You look at Clark’s notebook and your eyebrows furrow, the handwriting looking strikingly similar to the one in the note you found this morning. “Clark..” “Hm?” He looks up at you, “Do you possibly happen to know whoever wrote me that note?” He scratches his head, “No? Why would I?…” You shrug, “Just curious..” He awkwardly smiles before writing in his notebook again. You shift your position on your bed, scooting closer to him, “Clark, it’s ok you can tell me if you do know…” you bring your hand to his exposed forearm caressing it. He coughs before breathlessly stating, “I really don’t know who wrote it, y/n.” You push up against him, drawing circles up his arms, “Hm.. that really is too bad..” He swallows dryly, “yeah?” You nod slowly, “yeahhh.. I would’ve gone along with everything they wrote in that letter..” There’s a moment of silence as he looks at you. He shuts his eyes, sighing hard before confessing, “I wrote it.”
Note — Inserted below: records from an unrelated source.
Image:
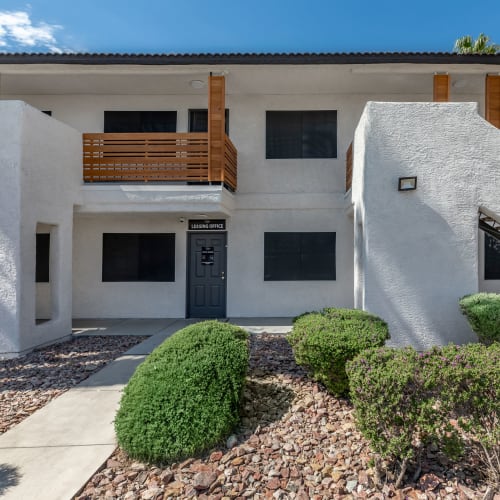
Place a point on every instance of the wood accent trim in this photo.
(216, 128)
(441, 88)
(230, 165)
(348, 168)
(492, 99)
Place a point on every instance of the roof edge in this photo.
(250, 58)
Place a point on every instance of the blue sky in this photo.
(187, 26)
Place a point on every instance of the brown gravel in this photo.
(32, 381)
(295, 442)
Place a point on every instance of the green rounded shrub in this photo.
(323, 342)
(185, 397)
(405, 400)
(483, 313)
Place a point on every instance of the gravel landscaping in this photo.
(295, 442)
(30, 382)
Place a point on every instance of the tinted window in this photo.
(299, 256)
(138, 257)
(140, 121)
(198, 120)
(301, 134)
(42, 272)
(491, 258)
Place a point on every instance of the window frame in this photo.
(491, 269)
(42, 258)
(109, 126)
(297, 134)
(131, 262)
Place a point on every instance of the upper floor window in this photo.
(301, 134)
(140, 121)
(42, 270)
(491, 258)
(198, 120)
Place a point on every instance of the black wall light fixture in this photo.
(407, 184)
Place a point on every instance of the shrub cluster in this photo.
(405, 400)
(185, 397)
(483, 313)
(324, 341)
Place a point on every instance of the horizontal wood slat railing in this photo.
(348, 168)
(143, 157)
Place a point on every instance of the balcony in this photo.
(158, 157)
(192, 157)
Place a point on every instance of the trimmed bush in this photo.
(483, 313)
(185, 397)
(323, 342)
(405, 400)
You grin mischeviously, running a hand through his hair, “You really didn’t have to lie, Clark..” He opens his eyes to look at you, his cheeks red from embarrassment, “y/n” “hmm?” You hum, tilting your head bringing your lips closer to his. He glances at them, sighing heavily before parting his lips to say something. He’s cut off by you pressing your lips against his, you feel his body relax into yours, his hands sliding up your back and his lips pushing deeper into the kiss. You pull away from the kiss, your hands holding Clark’s head; using your thumb you wipe lipstick off of Clark’s swollen lips as he looks at you longingly.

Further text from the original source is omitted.